Craignez de tomber dans la même faute. L'Ecriture nous offre son exemple , afin que nous évitions son erreur. Imitez la terre , produisez comme elle , et ne vous montrez pas inférieur à un être inanimé. Observez cependant que ce n'est point pour sa propre jouissance, mais pour votre usage , que la terre fait éclore ses fruits ; tandis que vous, vous amassez pour vous-même les fruits de bienfaisance que vous faites paraître au-dehors : car tout l'avantage des bonnes oeuvres re-tourne à celui qui les fait. Vous avez nourri l'indigent ; ce que vous lui avez donné vous revient avec usure. Et comme la semence qui tombe sur la terre , profite à celui qui la jette ; de même le pain jeté dans le sein du pauvre , est du plus grand rapport pour celui qui le donne. Ayez pour fin dans vos cultures de recueillir la semence céleste. Semez , dit un prophète , semez pour vous-même dans la justice (Osée. 10. 12.). Pourquoi vous tourmenter ? pourquoi vous fatiguer ? pourquoi cet empressement à enfermer vos biens dans des murs de boue et de briques ? Une bonne réputation vaut mieux que de grandes richesses ( Prov. 22. 1. ). Si vous les estimez, ces richesses, pour les honneurs qu'elles procurent , considérez combien il importe plus à votre gloire d'être appelé le père d'un millier de pauvres , que de compter dans votre bourse mille pièces de monnaie. Vous laisserez vos biens sur la terre malgré vous ; mais l'honneur qui vous reviendra de vos bonnes oeuvres, vous le transporterez dans le ciel, lorsque tout le peuple , environnant le tribunal du souverain Juge , vous appellera son père nourricier , son bienfaiteur , et vous donnera les autres noms que vous aura mérités votre bienfaisance. Vous voyez des hommes, jaloux de donner des spectacles de baladins et d'athlètes, spectacles qu'on doit avoir en horreur, vous les voyez prodiguer l'or pour repaître leur vanité d'un honneur frivole , pour entendre les cris et les applaudissements du peuple : et vous , vous épargnez la dépense lorsque vous devez obtenir une gloire que rien n'égale. Un Dieu qui reçoit vos présents , les anges qui applaudissent à votre libéralité, les hommes de tous les siècles qui envient votre bonheur, une gloire éternelle, une couronne incorruptible, le royaume des cieux ; telle est la récompense dont sera payée la distribution que vous aurez faite de quelques matières périssables. Vous ne pensez à aucun de ces avantages , et votre amour pour les biens présents vous fait oublier les biens futurs.

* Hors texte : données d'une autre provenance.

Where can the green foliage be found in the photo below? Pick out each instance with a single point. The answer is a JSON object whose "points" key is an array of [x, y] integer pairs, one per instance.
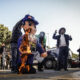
{"points": [[5, 35]]}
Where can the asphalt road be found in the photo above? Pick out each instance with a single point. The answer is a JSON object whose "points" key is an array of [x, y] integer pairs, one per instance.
{"points": [[72, 74]]}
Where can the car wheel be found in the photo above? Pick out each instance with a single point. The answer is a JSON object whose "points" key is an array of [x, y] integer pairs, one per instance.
{"points": [[48, 64]]}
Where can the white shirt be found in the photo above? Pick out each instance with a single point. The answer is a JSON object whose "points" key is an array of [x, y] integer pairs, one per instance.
{"points": [[62, 41]]}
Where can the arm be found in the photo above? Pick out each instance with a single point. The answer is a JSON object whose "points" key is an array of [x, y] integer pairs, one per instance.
{"points": [[54, 35], [40, 50]]}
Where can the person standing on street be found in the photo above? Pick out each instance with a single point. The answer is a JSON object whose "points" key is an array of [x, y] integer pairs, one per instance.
{"points": [[63, 45], [16, 33]]}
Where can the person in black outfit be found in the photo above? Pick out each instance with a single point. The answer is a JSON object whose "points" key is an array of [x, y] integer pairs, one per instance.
{"points": [[63, 45], [16, 33], [79, 53], [1, 51]]}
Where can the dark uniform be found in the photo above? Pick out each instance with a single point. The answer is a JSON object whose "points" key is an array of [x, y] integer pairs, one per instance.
{"points": [[16, 33], [63, 50]]}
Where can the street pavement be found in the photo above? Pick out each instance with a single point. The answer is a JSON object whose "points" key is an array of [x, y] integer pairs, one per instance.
{"points": [[72, 74]]}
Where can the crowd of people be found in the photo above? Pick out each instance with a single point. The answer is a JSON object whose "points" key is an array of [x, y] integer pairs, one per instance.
{"points": [[24, 48]]}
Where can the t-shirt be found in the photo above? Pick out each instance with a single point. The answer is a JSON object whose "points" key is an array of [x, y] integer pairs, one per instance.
{"points": [[30, 57]]}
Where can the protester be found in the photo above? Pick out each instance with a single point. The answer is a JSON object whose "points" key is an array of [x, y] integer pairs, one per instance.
{"points": [[26, 51], [16, 33], [42, 41], [79, 53], [63, 45]]}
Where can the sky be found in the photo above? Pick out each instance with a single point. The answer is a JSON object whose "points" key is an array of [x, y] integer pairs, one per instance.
{"points": [[51, 15]]}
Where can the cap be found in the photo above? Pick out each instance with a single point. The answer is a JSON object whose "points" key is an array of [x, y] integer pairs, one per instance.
{"points": [[29, 18]]}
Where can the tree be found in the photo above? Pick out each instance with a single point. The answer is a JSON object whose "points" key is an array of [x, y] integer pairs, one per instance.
{"points": [[5, 35]]}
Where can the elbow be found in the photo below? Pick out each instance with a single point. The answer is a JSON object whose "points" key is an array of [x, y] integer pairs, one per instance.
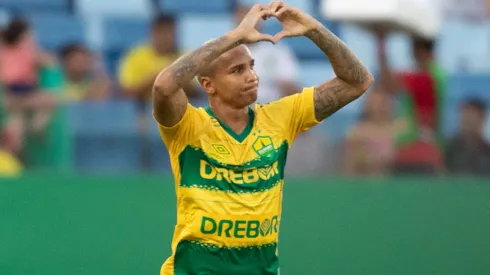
{"points": [[368, 82], [365, 84], [162, 87]]}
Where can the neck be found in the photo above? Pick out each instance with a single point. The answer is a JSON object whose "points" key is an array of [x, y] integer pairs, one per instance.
{"points": [[235, 118]]}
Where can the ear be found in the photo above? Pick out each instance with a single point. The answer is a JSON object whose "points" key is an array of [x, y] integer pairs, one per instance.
{"points": [[206, 84]]}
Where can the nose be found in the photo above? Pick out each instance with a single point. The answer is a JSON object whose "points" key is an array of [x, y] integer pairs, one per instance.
{"points": [[252, 76]]}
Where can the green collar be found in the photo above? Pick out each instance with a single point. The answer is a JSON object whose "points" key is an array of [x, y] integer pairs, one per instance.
{"points": [[244, 134]]}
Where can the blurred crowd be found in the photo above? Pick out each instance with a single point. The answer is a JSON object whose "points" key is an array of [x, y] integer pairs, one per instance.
{"points": [[398, 131]]}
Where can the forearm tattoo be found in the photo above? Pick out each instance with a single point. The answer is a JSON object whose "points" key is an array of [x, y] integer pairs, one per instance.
{"points": [[344, 62], [352, 77]]}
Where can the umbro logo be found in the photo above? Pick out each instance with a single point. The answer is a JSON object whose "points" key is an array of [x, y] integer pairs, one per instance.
{"points": [[221, 149]]}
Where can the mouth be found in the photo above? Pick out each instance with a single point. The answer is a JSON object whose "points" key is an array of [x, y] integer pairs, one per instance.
{"points": [[251, 89]]}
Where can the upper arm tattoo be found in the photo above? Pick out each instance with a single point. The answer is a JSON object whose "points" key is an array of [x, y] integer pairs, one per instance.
{"points": [[344, 62], [332, 95]]}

Distribuez ici-bas vos richesses pour les besoins du pauvre , et soyez jaloux de vous distinguer dans ces pieuses dépenses. Qu'il soit dit de vous : Il a répandu ses biens dans le sein des indigents , sa justice subsistera dans tous les siècles (Ps. III. 9. ). N'aggravez pas les nécessités des misérables , en faisant augmenter le prix de leur subsistance. N'attendez pas la disette pour ouvrir vos greniers. Le monopoleur est maudit du peuple ( Prov. II. 26. ). Que la soif de l'or ne vous fasse pas épier la famine ; que la passion de vous enrichir ne vous fasse point profiter de la misère commune , et craignez de trafiquer des calamités de vos semblables. Que la colère divine ne soit pas pour vous une occasion de grossir vos trésors , n'aigrissez pas les plaies des malheureux qu'affligent de cruels fléaux. Mais vous ne considérez que l'or , et jamais votre frère. Vous connaissez les marques de la monnaie , vous savez distinguer celle qui est bonne de celle qui est fausse ; et vous affectez de méconnaître votre frère dans le besoin.